Mais comme souvent chez les héritiers, les sentiments filiaux ne pèsent pas lourd face à l’appât du gain. Marine Le Pen doit bien pourtant à son père cette rente viagère politique que constitue le fait d’assumer, même du bout des lèvres, les provocations paternelles sans lesquelles elle ne serait pas, tous les matins en se rasant, en train de s’imaginer à la tête de l’Etat. Mais la loyauté et la décence ne sont pas de mise quand il est question de pouvoir... Il faut reconnaître à ce propos que le père avait montré la voie de l’indécence, en faisant de la mort de millions de gens un « détail » dans le seul but de faire parler de lui. Ne boudons pas notre plaisir de voir ce "bon mot" qui lui a ouvert les portes de la célébrité précipiter aujourd’hui sa chute.
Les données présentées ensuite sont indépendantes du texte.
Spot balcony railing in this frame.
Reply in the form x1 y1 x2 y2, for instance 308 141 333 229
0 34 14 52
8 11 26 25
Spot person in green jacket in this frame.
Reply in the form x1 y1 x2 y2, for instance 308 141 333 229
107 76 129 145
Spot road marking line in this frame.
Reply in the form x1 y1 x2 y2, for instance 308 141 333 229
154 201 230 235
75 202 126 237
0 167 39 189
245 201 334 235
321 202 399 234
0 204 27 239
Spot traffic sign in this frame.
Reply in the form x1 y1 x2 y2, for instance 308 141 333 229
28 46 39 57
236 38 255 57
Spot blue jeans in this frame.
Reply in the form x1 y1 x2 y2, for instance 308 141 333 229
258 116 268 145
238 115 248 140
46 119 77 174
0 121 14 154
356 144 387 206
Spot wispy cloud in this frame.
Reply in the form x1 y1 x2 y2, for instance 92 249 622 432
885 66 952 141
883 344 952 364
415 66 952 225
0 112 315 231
Cependant, qu’on se le dise : Marine Le Pen se moque de la Shoah comme de l’an quarante. La preuve ? Quand ce sont des amis utiles et influents, et non pas encombrants comme son vieux papa, on la trouve prête à les défendre bec et ongles... Ainsi, quand Frédéric Chatillon est bras dessus, bras dessous avec le négationniste Faurisson, quand Axel Lousteau défile avec des nostalgiques de Vichy ou quand sa petite protégée Nathalie Pigeot exhibe de la vaisselle siglée SS, elle ne trouve rien à redire.

Chatillon, Faurisson, Le Pen

Sur son site officiel, Marine Le Pen avait publié un long texte sur « la liberté d’expression » pour défendre entre autres la tenue des spectacles de Dieudonné : mais quand des propos antisémites desservent ses intérêts et menacent sa possible arrivée au pouvoir, cette liberté de parole ne vaut soudain plus grand-chose ; Marine Le Pen veut simplement du passé faire table rase, quand bien même il faudrait pour cela pousser son père dans la tombe.
La Horde

Notes

[1Aucun des cadres cités n’était militant au FN avant 2010, à l’exception de Marion Maréchal-Le Pen, qui adhère en 2008.
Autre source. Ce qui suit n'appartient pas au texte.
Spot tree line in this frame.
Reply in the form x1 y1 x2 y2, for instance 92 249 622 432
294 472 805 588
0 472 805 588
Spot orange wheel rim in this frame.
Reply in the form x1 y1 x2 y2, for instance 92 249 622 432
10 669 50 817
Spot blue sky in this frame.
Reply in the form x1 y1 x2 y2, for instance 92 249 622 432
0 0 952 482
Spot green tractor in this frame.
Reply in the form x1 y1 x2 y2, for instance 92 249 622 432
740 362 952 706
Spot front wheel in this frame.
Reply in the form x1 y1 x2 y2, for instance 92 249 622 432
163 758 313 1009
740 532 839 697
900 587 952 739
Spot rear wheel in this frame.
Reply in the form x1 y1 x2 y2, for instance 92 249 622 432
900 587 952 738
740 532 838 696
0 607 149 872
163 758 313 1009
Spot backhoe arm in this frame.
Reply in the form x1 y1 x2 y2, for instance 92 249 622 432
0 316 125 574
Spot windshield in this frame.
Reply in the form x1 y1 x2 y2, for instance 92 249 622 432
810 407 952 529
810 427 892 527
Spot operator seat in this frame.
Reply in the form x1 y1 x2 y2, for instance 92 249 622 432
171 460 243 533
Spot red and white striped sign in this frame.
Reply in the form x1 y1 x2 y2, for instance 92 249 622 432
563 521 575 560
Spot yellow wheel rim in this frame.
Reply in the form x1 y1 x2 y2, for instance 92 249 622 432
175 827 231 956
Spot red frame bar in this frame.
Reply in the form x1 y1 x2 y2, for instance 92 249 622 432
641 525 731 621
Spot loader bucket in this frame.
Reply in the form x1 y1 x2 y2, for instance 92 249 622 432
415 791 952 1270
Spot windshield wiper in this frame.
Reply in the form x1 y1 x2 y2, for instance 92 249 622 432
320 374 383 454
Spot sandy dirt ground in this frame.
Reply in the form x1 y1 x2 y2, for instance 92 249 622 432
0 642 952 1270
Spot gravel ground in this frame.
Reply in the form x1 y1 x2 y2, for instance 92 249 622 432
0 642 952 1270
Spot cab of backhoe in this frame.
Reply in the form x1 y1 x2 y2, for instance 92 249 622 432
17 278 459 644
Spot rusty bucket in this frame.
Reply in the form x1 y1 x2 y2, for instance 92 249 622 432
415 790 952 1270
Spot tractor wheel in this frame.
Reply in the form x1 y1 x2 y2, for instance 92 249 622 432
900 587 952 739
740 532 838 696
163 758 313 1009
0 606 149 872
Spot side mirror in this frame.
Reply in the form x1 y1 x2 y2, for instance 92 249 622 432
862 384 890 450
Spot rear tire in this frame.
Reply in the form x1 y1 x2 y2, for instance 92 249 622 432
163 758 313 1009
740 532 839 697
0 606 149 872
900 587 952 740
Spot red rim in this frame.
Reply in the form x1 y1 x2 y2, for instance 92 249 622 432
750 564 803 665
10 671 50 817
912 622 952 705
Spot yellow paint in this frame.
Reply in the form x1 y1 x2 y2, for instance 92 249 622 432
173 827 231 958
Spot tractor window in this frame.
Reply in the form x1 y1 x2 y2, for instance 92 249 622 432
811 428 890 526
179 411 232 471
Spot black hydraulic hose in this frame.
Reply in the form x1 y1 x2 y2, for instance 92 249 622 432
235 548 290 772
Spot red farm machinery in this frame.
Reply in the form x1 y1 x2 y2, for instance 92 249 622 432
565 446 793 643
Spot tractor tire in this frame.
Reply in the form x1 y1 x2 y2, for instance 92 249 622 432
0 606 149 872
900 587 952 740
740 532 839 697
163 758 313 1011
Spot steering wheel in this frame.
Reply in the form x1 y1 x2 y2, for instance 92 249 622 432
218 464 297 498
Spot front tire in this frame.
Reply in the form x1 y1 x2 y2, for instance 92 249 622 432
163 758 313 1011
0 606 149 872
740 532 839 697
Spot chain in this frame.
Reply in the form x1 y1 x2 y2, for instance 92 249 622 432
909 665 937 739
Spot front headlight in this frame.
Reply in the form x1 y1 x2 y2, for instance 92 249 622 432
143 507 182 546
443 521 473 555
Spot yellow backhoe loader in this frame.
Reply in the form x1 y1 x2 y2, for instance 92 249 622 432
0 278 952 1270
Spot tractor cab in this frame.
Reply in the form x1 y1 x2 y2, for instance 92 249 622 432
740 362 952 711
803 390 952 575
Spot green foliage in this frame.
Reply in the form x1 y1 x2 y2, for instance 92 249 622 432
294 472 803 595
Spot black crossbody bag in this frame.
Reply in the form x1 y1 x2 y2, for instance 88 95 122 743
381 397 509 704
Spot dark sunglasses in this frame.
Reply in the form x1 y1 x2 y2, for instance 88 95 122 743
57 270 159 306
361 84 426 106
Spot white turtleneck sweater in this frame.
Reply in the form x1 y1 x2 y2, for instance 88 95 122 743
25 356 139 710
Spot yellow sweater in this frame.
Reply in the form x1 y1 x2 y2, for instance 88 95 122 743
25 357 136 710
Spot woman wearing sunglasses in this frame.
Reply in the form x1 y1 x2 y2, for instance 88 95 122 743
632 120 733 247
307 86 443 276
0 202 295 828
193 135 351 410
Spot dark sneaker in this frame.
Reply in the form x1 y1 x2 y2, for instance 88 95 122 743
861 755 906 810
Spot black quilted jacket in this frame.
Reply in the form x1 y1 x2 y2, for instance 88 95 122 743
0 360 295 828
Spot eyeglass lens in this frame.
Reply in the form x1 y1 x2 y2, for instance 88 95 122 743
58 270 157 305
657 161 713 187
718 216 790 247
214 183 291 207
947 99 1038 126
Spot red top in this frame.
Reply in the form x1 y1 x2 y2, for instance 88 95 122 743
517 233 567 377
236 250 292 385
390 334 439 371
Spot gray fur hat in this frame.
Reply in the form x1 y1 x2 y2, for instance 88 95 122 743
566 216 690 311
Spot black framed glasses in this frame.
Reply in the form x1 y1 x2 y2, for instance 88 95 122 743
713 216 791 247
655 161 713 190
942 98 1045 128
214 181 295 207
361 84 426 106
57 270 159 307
[2«  Pour ma part, comme je l’ai déjà dit, je n’ai jamais considéré le maréchal Pétain comme un traître. L’on a été très sévère avec lui à la Libération. Et je n’ai jamais considéré comme de mauvais Français ou des gens infréquentables ceux qui ont conservé de l’estime pour le Maréchal. Ils ont selon moi leur place au Front national comme l’ont les défenseurs de l’Algérie française, mais aussi les gaullistes, les anciens communistes et tous les patriotes qui ont la France au cœur. » Rivarol , 09/04/2015

[3À ce propos, il déclare : « Les nouvelles générations qui n’ont pas connu la guerre sont plus perméables que les anciennes au discours médiatiquement dominant et à une vision manichéenne de l’histoire. »

[4Jean-Marie Le Pen, inéligible suite à une affaire de violence, impose sa femme Jany, inexpérimentée, pour le remplacer, alors que le n°2 du parti Bruno Mégret, aurait dû logiquement prendre sa place.